La Ciudad Colonial ofrece una foto económica de contrastes: 1,442 establecimientos continúan abiertos, el 87 % del capital es dominicano y, al mismo tiempo, el censo levantado en enero de 2023 registra 602 locales vacíos, una señal de que el centro histórico todavía no cierra la brecha entre el discurso de relanzamiento y lo que perciben comerciantes y trabajadores.

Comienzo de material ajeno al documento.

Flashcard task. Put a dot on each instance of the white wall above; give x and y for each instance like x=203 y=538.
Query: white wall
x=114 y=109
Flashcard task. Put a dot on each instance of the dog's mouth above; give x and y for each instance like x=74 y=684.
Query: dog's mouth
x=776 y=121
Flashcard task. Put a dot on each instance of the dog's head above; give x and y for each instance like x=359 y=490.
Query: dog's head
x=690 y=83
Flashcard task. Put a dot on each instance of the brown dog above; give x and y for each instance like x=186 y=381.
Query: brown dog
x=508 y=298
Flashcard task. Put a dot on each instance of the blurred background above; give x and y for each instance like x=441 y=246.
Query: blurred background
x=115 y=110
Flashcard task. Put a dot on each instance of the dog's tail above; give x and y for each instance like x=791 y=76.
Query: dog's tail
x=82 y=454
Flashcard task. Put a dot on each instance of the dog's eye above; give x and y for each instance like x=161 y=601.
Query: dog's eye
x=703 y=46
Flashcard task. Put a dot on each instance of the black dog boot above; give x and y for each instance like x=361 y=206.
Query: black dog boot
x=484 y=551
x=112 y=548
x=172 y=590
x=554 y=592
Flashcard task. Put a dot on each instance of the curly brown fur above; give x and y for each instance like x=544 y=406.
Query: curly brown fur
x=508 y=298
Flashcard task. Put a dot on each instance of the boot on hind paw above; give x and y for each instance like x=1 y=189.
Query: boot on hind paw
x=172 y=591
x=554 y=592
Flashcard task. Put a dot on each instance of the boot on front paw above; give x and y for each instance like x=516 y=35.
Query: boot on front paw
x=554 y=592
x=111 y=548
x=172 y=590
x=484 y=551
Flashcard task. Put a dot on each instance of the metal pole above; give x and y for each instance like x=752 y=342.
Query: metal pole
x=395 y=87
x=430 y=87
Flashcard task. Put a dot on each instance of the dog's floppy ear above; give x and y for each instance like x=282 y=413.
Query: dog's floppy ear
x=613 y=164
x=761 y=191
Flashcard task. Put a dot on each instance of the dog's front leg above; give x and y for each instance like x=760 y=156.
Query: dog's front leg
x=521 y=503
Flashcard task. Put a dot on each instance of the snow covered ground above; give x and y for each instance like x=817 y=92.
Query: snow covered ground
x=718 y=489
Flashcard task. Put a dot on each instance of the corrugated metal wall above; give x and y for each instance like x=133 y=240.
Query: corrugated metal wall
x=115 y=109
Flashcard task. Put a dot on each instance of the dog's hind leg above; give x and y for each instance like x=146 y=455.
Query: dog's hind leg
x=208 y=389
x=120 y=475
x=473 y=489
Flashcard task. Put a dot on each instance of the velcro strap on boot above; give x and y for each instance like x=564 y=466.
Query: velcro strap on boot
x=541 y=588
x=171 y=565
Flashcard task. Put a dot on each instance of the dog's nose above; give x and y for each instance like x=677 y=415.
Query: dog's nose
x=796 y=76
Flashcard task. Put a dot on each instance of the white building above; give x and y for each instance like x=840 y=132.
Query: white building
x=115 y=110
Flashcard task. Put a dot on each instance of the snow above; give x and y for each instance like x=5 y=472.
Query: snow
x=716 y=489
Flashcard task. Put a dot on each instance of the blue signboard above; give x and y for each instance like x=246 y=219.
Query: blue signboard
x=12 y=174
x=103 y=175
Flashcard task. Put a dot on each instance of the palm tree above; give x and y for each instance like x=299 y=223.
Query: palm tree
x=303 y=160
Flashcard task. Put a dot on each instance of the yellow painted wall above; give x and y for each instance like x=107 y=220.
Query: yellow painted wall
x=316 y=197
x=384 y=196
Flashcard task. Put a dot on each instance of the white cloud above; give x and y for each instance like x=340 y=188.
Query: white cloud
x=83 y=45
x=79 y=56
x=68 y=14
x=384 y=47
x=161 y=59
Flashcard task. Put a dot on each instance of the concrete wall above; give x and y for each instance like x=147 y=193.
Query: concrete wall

El estudio, auspiciado por el Programa Integral de Desarrollo Turístico y Urbano de la Ciudad Colonial de Santo Domingo del Ministerio de Turismo, confirma además que los negocios sostienen 2,327 empleos y que las microempresas concentran el 73 % del tejido comercial. Esa proporción reafirma el peso del pequeño capital en la zona, pero también deja ver la fragilidad de un modelo que depende de unidades menores para mantener actividad, empleo y servicios en uno de los espacios más promocionados del país.
Las actividades con mayor presencia son la preparación de alimentos y bebidas, el comercio al por menor, la impresión e industrias conexas, el alojamiento temporal y los servicios personales. En alojamiento temporal, la inversión extranjera ronda el 44 % al sumar 34 % de capital extranjero y 20 % mixto, un contraste que obliga a observar hacia dónde se orientan los beneficios del desarrollo en un área presentada como vitrina turística.
El informe también precisa que el 96 % de los negocios es privado y que el 78 % está formalmente constituido, sobre todo como SRL. Esos números no cierran la discusión: más bien refuerzan la exigencia de fiscalización sobre la gestión pública en torno a la Ciudad Colonial. Si el sector privado y las microempresas cargan con la mayor parte de la actividad, el debate ya no puede quedarse en la promoción ni en el escaparate político. En una capital donde la gestión municipal de Carolina Mejía y la proyección turística asociada a David Collado suelen vender imagen de dinamismo, el dato de los locales vacíos devuelve la pregunta de fondo: cuánto de ese discurso se convierte realmente en resultados sostenibles, servicios y un costo de vida manejable para quienes producen en la zona.
Más que una pieza celebratoria, el censo opera como una alerta institucional. Confirma que existe movimiento económico, pero también que persisten espacios sin ocupar y una dependencia marcada de negocios pequeños, lo que impone rendición de cuentas sobre prioridades, seguimiento y resultados concretos para la Ciudad Colonial.